• Thermal and mineral springs

      Buxton, Louise; University of Derby (Goodfellow Publishers, 2016-11-30)
      Water and spa are ubiquitous geographically and culturally, but the relationship between that water and bathing rituals has led directly and indirectly to the organic growth of many of today’s spa products. The aim of this chapter is to explore the use of thermal and mineral waters for bathing, and it begins with a review of the origins, cultural and religious associations of bathing rituals. The current industry suggests that the approaches to hot spring bathing are broadly defined by three main categories: Relaxation and connection with the environment, as seen in Asian cultures; Health based and spiritual treatments, largely seen in European cultures; Religious connections, evident in Indian and indigenous cultures.
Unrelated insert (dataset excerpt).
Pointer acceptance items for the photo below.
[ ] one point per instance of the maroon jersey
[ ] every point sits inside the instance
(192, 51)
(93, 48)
This categorisation creates a debate within the industry as to whether globalisation fosters a blurring of these distinctions. Questions that result from this are: Is connection to the environment evident in cultures other than Asia? Where else are spiritual treatments seen other than in Europe? Do religious connections exist outside of indigenous cultures? The chapter also provides a historical illustration, drawing on examples of thermal and mineral spas from different continents, from the ancient Greek and Roman baths, the glamorous European spa resorts, to the onsen of Japan and hot springs of North America. The context is exampled in size and shape where Davidson (cited in Global Spa and Wellness Summit, 2013) and the Global Wellness Institute (GWI) (2014) concur in estimating that the global market is now worth over fifty billion US dollars. Furthermore, this market. growth is driven by new manifestations, such as the rejuvenation of the Eastern European industry based around emerging tourism destinations. For example the Hungarian resort of Heviz, developments such as the Crescent Hotel in Buxton, England and in North and Sub-Saharan Africa. The efficacy of bathing in thermal and mineral waters is then discussed as is the relationship to the notion of ‘existential authenticity’.